Memaklumkan Kebangkitan Kristus
Paulus memulai 1 Korintus 15 dengan berfokus pada Injil. Ia berbicara tentang Injil: (1) yang ia beritakan kepada jemaat Korintus; (2) yang mereka terima; (3) yang di dalamnya mereka berdiri teguh; dan (4) olehnya mereka diselamatkan ( 1 Kor. 15: 1, 2). Pembukaan ini mempersiapkan pembaca untuk apa yang akan datang selanjutnya dalam pasal tersebut dan menunjukkan betapa pentingnya kebangkitan Kristus bagi keselamatan kita (lihat juga Rm. 10: 9, 10). Kebangkitan-Nya adalah bagian yang sangat vital dari pesan Injil sehingga menyangkalnya berarti menentang iman seseorang kepada Kristus.

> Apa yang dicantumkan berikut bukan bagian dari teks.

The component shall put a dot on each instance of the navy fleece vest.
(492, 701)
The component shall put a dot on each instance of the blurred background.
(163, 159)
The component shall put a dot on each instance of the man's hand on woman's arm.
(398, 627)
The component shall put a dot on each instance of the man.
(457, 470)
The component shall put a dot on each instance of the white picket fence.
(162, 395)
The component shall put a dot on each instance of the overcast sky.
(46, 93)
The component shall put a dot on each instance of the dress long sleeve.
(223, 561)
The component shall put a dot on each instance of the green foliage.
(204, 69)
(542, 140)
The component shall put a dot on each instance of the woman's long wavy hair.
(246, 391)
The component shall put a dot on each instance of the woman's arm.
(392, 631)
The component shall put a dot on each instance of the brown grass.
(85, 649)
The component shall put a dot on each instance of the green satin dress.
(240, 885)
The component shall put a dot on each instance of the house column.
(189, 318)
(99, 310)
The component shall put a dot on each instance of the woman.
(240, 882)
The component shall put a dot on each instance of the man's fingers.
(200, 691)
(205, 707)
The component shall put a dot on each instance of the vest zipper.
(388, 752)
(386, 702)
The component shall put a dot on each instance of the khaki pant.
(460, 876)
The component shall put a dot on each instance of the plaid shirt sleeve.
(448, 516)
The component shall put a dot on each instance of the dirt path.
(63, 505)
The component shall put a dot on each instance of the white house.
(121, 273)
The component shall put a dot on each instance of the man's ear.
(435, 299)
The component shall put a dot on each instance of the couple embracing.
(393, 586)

Dalam 1 Korintus 15: 1–4, seseorang dapat menemukan ringkasan dari pesan Paulus. Apakah frasa "menurut Kitab Suci" mengacu pada ayat-ayat Perjanjian Lama tertentu atau Perjanjian Lama secara keseluruhan tidaklah menjadi masalah. Kematian dan kebangkitan Yesus menggenapi janji-janji Allah yang ditemukan dalam Perjanjian Lama.
Semua yang memaklumkan bahwa Kristus telah bangkit harus terlebih dahulu percaya bahwa kebangkitan-Nya adalah peristiwa bersejarah. Dalam hal ini, 1 Korintus 15: 5–8 memainkan peran penting dalam Perjanjian Baru. Ayat ini memberikan bukti alkitabiah yang kuat bahwa Kristus dilihat oleh banyak orang setelah kebangkitan-Nya, banyak di antara mereka masih hidup pada saat Paulus menulis surat itu ( 1 Kor. 15: 6).
Pada dasarnya, Paulus berkata, Pergi dan tanyakan sendiri kepada mereka apa yang mereka lihat. Begitulah keyakinannya akan kenyataan kebangkitan Kristus.
Orang-orang ini adalah saksi mata. Mereka menjadi seperti yang dikatakan Yesus, yaitu, "saksi dari semua ini" ( Luk. 24: 48).